We assessed perceived cognition (Functional Assessment of Cancer Therapy-Cognition) and neurocognitive performance (standardized neuropsychological battery) in adult patients prior to receiving CAR-T and at 6 month follow-up. We examined changes in cognitive outcomes using paired T-tests. We used univariate and multivariate linear regression models to explore whether patient-, disease-, or CAR-T specific factors were associated with change in cognition over time.

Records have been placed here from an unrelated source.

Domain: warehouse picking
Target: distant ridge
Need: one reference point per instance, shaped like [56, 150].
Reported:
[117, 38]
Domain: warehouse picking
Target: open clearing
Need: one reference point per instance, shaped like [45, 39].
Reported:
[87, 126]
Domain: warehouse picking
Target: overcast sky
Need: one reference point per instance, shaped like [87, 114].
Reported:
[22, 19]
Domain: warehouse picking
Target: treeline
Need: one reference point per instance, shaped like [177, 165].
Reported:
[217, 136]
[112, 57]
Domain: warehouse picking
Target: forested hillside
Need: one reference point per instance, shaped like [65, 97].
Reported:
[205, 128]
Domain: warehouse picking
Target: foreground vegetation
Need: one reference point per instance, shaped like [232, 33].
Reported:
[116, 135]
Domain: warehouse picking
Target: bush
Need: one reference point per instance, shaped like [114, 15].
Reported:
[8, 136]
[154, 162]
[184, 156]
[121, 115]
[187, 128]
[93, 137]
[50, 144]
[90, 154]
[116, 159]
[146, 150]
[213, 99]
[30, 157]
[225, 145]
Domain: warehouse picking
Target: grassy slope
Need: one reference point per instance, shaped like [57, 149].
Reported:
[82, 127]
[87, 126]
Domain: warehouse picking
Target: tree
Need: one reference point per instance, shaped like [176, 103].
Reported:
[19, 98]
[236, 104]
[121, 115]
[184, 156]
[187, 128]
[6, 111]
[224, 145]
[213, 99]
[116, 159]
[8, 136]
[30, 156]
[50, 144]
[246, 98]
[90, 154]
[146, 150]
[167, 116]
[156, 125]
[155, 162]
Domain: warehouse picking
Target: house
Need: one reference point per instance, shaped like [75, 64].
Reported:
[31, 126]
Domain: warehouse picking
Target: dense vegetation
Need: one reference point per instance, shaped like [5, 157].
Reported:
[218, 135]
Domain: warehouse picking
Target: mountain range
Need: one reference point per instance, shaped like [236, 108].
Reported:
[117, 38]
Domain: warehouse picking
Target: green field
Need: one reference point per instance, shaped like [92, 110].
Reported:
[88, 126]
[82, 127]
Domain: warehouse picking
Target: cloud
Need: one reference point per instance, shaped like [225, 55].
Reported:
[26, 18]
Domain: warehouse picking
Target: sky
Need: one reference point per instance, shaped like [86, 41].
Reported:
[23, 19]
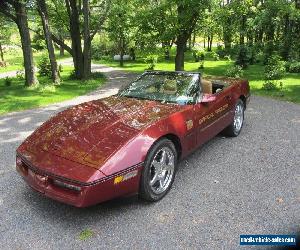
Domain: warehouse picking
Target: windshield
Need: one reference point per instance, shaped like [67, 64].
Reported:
[171, 87]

We included 106 participants (mean age = 62.7 years, 60.4% male, 56.6% diagnosed with non-Hodgkin´s lymphoma), of whom 70 reported perceived cognition data and 26 underwent neurocognitive performance assessments at both timepoints. There were no changes in perceived cognition (P = .560), overall neurocognitive performance (P = .924), or neurocognitive domains (P´s > .05) from baseline to 6 months post CAR-T. At 6 months, 32.9% reported improved, 47.1% stable, and 20.0% declined perceived cognition relative to baseline. In unadjusted analyses, progressive disease (β = -8.86, P = .012), baseline elevated C-reactive protein (β = -5.60, P = .076) and baseline neurologic comorbidity (β = -11.4, P = .052) were numerically associated with worse perceived cognition over time. In multivariate analyses, only progressive disease was statistically significantly associated with worse perceived cognition (β = -7.32, P = .032) over time.
We found stable cognition among CAR-T recipients and identified an association of therapy response with change in perceived cognition over time.
嵌合抗原受体T细胞疗法(CAR-T)在癌症患者中可产生持久疗效,但人们担心细胞因子释放综合征(CRS)和神经毒性可能会影响幸存者的认知功能。我们评估了接受CAR-T治疗患者的长期认知功能,并研究了随时间推移认知变化的相关因素。
我们在成年患者接受CAR-T治疗前及随访6个月时,评估了其自我感知认知(癌症治疗功能评估-认知量表)和神经认知表现(标准化神经心理测验组合)。我们使用配对t检验来检测认知结果的变化。我们采用单变量和多变量线性回归模型,探讨患者、疾病或CAR-T特异性因素是否与随时间推移的认知变化相关。
我们纳入了106名参与者(平均年龄=62.7岁,60.4%为男性,56.6%被诊断为非霍奇金淋巴瘤),其中70人报告了自我感知认知数据,26人在两个时间点均接受了神经认知表现评估。从基线到CAR-T治疗后6个月,自我感知认知(P = 0.560)、总体神经认知表现(P = 0.924)或神经认知领域(P值>0.05)均无变化。在6个月时,相对于基线,32.9%的人报告自我感知认知有所改善,47.1%的人稳定,20.0%的人下降。在未校正分析中,疾病进展(β = -8.86,P = 0.012)、基线时C反应蛋白升高(β = -5.60,P = 0.076)和基线时神经系统合并症(β = -11.4,P = 0.052)在数值上与随时间推移更差的自我感知认知相关。在多变量分析中,只有疾病进展与随时间推移更差的自我感知认知在统计学上显著相关(β = -7.32,P = 0.032)。
我们发现CAR-T治疗患者的认知稳定,并确定了治疗反应与随时间推移自我感知认知变化之间的关联。